This invention is directed to the generation of control signals for causing various components of a computer system to perform an operation. The entire contents of my earlier application, Ser. No. 959,038 filed Nov. 8, 1978, now U.S. Pat. No. 4,316,244, is incorporated by reference herein by this reference hereto.
In this invention, a particular macroinstruction, Load Accumulator (LDA), is logically deciphered to generate a first control signal which is then used to generate control signals depending upon the contents thereof to control parts of the computer in order to cause a word in memory to be copied from memory and be placed in an accumulator. The LDA macroinstruction places the word in memory addressed by this effective address, E in the user-specified accumulator. The previous contents of the memory location remain unchanged. In the LDA instruction "AC" (bits 3 and 4) indicates one of the four accumulators in the computer in which the data in memory is to be read into. Bits 5 to 15 are used for effective address calculations to determine the position of the information in memory to be placed in the designated accumulator. In the LDA macroinstruction bit 5 is called the "indirect bit", bits 6 and 7 are called the "index bits", and bits 8-15 are called the "displacement bits".
If the index bits are 00, the displacement is used as an unsigned 8-bit number to address one of the first 256.sub.10 words in memory. This is called "page zero addressing" and this first block of 256 words is known as "page zero".
If the index bits are 01, the displacement is treated as a signed, two's complement number, which is added to the address of the instruction to produce a memory address. This is called "relative addressing". By relative addressing, any instruction which uses the effective address calculation can directly address any word in storage whose address is in the range -128.sub.10 to +127.sub.10 from the instruction.
If the index bits are 10, accumulator 2 is used as an index register. If the index bits are 11, accumulator 3 is used as an index register.
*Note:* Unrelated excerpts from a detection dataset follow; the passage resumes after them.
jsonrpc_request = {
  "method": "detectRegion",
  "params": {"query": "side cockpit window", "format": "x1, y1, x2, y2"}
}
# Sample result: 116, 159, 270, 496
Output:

In this form of word addressing, known as "index register addressing", the displacement is treated as a signed, two's complement number which is added to the contents of the selected index register to produce a memory address. In index register addressing the addition of the displacement to the contents of index register does not change the value contained in the index register.
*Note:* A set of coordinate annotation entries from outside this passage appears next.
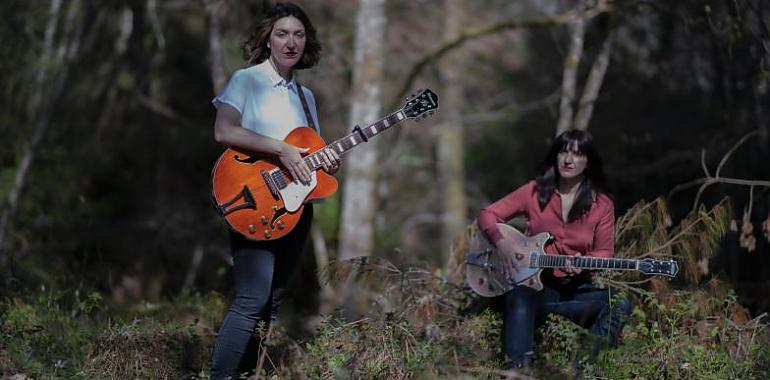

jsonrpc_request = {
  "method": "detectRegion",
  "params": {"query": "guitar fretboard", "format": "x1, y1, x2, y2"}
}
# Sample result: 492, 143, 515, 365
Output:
529, 253, 638, 270
305, 110, 406, 170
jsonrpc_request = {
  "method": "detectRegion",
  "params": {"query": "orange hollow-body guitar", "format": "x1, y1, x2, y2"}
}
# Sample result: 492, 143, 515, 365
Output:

The result of the addition performed in relative addressing and index register addressing is "clipped" to 15 bits. In other words, the high order bit of the result is set to 0. For example, if accumulator 2 is to be used as an index register and contains the number 077774.sub.8, and the displacement bits contain the number 012.sub.8, then the result of the addition would be 000006.sub.8, not 100006.sub.8.
After one of the three types of addresses has been computed from the index and displacement bits, the indirect bit is tested. If this bit is zero, the address already computed is taken as the effective address. If the indirect bit is one, the word addressed by the result of the index and displacement bits is assumed to contain an address. In this word bit 0 is the indirect bit and bits 1-15 contain an address. If bit 0 of the reference word is 1, another level of indirection is indicated, and bits 1-15 contain the address of the next word in the indirection chain. The processor will continue to follow this chain of indirect addresses until a word is retrieved with bit 0 set to 0. Bits 1-15 of this word are taken to be the effective address.
The recognition of index bits 6 and 7 as well as bits 0 to 2 are used in this invention to generate microcode control signals (.mu. or microinstruction) to cause the storing of data at a particular memory address to be stored in designated accumulators. The control signals so generated comprise fifty-six (56) bit words in the embodiment shown with certain of the bits being provided to various computer subsystems to effect the transfer of information from memory. Since the invention herein resides in the generating of specific control signals which are thereafter handled in a routine manner the further use of these control signals will not be discussed in detail.